# Imperial Guard Armored Company ideas



## Cricket (Jan 4, 2011)

So I have always fantasized about starting an Imperial Guard Armored Company for use in mostly apocolypse games of about 6,000 pt armies. (However I'm also very interested in 2,000 point army lists as well.) I've begun collecting more tanks and tranports, but I feel like i'm missing something... Any ideas for a good 6,000 pt list? (or 2,000)
Currently I have in my possession for IG is:

Creed+Kell+Command squad
Shadowsword Super-Heavy
Bane-Blade super heavy
Leman Russ Battle tanks X4
Leman Russ executioner X1
Leman Russ demolisher X1
Hellhound tanks X2
Basalisk x2
Manticore x1
Chimeras x3
Sentinels X6 w/ autocannons/multilasers
Shock Troopers X70 
Platoon command squads x3
Lascannon Hvy weapons teams x6
Autocannnon teams x6
Hvy Bolter teams x3
Storm Troopers x10
Guardsman Morbo


----------



## HOBO (Dec 7, 2007)

I have 12K of IG, 7K of which are vehicles only.

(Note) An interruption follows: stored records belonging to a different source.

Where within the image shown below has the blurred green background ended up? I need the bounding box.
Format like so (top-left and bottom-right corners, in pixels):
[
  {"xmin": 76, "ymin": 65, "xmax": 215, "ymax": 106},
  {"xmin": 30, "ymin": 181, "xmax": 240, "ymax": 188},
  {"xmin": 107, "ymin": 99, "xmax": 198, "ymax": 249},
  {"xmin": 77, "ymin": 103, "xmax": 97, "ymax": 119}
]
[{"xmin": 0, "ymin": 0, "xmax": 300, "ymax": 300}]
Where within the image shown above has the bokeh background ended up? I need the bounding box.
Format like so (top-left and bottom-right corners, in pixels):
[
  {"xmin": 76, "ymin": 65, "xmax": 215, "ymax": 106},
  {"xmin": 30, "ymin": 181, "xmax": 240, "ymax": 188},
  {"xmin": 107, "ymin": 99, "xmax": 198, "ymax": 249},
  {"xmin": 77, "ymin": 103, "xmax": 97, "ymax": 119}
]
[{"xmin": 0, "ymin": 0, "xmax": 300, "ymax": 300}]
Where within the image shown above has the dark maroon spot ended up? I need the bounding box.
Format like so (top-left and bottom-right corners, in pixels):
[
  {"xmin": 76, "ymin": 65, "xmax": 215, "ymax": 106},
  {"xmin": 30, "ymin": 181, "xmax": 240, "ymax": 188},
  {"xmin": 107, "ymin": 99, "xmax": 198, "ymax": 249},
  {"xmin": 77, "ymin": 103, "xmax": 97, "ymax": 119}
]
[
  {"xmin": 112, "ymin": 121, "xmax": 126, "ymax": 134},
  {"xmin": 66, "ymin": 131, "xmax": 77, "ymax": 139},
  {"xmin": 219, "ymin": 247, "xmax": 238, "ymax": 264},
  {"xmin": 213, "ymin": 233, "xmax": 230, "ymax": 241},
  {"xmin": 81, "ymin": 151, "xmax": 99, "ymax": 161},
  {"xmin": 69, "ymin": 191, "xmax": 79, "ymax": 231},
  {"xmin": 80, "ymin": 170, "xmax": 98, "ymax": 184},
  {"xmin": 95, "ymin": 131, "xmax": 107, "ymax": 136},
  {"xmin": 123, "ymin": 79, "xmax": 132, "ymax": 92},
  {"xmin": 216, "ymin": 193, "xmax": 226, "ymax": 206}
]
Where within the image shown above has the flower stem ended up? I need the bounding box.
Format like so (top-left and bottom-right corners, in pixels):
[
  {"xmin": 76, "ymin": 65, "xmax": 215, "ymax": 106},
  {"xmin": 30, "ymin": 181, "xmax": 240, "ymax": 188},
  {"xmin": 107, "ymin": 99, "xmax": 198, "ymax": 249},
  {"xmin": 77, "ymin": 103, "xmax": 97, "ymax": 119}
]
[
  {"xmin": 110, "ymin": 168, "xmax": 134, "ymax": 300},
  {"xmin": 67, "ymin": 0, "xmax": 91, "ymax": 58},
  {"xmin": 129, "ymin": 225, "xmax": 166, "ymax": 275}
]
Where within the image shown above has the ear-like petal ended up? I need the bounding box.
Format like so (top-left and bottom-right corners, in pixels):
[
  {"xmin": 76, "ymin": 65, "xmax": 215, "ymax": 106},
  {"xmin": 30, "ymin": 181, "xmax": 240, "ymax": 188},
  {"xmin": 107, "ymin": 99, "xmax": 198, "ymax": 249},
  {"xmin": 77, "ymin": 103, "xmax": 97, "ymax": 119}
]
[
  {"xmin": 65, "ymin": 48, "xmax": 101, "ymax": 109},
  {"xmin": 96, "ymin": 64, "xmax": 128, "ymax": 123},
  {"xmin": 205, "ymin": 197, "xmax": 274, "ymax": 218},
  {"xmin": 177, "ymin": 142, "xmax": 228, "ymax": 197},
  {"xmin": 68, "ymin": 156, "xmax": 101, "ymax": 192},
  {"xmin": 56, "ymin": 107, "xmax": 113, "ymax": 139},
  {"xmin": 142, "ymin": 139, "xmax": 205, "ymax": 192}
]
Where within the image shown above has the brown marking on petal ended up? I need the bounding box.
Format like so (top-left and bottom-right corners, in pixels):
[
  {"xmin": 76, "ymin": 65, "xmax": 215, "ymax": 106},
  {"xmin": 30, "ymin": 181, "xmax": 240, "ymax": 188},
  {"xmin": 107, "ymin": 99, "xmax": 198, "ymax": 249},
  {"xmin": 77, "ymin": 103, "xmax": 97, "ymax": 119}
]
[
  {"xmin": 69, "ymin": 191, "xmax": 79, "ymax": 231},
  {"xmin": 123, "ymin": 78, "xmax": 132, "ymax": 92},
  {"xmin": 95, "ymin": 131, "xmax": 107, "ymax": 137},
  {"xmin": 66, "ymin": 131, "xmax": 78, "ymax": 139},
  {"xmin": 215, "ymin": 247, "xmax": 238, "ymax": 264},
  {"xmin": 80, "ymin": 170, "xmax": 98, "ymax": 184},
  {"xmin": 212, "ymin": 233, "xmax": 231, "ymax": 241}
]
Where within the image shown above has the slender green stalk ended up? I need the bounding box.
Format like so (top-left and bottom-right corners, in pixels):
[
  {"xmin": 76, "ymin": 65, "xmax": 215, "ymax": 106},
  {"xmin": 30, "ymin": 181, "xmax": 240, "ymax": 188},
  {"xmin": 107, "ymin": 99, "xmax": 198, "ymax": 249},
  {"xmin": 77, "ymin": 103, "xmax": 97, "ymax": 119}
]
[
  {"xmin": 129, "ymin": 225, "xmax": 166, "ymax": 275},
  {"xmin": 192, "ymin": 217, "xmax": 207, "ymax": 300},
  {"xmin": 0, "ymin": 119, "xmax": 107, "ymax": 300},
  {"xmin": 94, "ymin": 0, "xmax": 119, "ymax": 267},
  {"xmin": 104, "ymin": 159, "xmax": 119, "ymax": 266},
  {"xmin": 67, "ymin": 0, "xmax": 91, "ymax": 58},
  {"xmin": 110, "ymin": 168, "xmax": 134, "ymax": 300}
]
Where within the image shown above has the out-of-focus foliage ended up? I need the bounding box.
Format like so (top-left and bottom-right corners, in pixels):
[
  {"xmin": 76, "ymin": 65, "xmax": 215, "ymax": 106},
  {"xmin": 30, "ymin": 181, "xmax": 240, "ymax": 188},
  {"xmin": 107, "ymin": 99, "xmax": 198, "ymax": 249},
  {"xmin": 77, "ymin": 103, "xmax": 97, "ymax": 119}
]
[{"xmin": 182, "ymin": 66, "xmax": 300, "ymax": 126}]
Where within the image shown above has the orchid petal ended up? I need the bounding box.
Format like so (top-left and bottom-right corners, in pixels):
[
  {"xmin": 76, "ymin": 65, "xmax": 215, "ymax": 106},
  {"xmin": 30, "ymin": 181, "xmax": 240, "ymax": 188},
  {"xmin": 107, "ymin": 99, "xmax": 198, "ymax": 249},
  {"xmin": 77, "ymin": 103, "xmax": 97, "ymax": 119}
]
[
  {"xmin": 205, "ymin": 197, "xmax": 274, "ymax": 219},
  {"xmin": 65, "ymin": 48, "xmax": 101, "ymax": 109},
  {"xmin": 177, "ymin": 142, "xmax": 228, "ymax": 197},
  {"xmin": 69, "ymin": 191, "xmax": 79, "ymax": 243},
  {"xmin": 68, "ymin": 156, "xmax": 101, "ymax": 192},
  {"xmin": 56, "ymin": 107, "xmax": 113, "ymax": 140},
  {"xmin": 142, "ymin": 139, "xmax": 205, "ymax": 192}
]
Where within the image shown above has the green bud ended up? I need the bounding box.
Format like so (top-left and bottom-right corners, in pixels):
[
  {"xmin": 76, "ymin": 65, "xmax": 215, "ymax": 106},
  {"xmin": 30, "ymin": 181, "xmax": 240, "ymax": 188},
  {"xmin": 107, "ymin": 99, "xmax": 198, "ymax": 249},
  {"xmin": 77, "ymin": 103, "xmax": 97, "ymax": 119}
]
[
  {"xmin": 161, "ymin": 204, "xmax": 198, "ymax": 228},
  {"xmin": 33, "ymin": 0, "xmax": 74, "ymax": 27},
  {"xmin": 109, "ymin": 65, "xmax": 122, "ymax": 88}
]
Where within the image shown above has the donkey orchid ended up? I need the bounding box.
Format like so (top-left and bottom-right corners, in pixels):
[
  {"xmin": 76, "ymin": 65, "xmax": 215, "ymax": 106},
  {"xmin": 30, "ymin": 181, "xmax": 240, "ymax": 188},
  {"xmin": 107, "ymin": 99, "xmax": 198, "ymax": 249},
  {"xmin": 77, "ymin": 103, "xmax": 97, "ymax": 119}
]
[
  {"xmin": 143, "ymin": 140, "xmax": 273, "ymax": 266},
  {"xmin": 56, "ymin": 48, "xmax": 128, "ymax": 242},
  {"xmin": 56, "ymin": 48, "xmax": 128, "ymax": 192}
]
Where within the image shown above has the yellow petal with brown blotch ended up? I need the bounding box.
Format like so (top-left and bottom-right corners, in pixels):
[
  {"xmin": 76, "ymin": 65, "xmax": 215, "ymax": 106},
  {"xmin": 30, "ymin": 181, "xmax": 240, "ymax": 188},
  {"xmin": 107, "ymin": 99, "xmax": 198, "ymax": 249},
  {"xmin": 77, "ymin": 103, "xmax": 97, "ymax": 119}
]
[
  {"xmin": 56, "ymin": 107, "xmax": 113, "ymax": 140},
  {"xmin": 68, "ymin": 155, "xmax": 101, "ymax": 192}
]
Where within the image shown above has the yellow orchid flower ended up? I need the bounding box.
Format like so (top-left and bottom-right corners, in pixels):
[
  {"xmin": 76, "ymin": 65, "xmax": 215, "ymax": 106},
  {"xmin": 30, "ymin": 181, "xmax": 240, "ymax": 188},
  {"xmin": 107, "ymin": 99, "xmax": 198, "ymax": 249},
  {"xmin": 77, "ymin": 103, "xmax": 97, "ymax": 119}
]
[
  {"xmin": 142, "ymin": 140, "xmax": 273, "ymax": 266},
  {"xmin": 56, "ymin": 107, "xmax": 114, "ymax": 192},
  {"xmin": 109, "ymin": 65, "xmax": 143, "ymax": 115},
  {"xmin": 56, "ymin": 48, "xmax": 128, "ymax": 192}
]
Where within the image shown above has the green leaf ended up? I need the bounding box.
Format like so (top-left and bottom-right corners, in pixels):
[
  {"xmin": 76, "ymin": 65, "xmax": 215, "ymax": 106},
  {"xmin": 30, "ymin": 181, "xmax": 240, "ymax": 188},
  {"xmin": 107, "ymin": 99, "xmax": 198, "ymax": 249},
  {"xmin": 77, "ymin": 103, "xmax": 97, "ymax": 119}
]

In Apoc a 3rd super-heavy would be a good idea...the Steel Fury Datasheet is nice.
I based my 7K list off the Armoured Battlegroup list in IA1 (well the IA1 pdf update) plus using temporary attached units - siege tank companies, heavy artillery batteries etc.

For a 2K list why not just use the IG Codex and use lots of vehicles...legal for standard 40K as well.


----------



## Cricket (Jan 4, 2011)

So I am thinking to pick up an additional Hellhound, Basalisk, and another super heavy. Anyone have any experience with the Stormlord? It's a sweet looking tank, but i'm hesitant to purchase another $100 tank without some feedback.


----------



## Warsmith40 (Feb 8, 2010)

If you are unsure about a purchase, find someone you know for a friendly playtest and proxy the tank using an appropriately size item, such as a cardboard box (a GW tank box would actually be a good size). A friend of mine proxied a trygon to see how well it played.

Needless to say, he now has the model lol 

Hopefully the playtest will be enlightening for you as well.


----------



## HOBO (Dec 7, 2007)

Cricket said:


> So I am thinking to pick up an additional Hellhound, Basalisk, and another super heavy. Anyone have any experience with the Stormlord? It's a sweet looking tank, but i'm hesitant to purchase another $100 tank without some feedback.


Sounds good as you won't be going over 3's per squadron, although many of the squadrons/batteries in IA1 have a command tank as well as the 3.
(not that it really matters in Apoc, but having a defined limit can be good).

Stormlord is good at anti-infantry, but it's really more about the fact it can transport units that makes it deadly...a crapload of HW's is dangerous.


----------



## Cricket (Jan 4, 2011)

So it says a number of units can fire from the battle platform on top of the Stormlord, does that mean any unit at all? (IE: if i had a number of heavy weapons teams on board, they could fire their weapons? Or basic infantry only?


----------



## HOBO (Dec 7, 2007)

There's a chart in the Apoc rulebook about what units it can carry, but only 20 can fire.


----------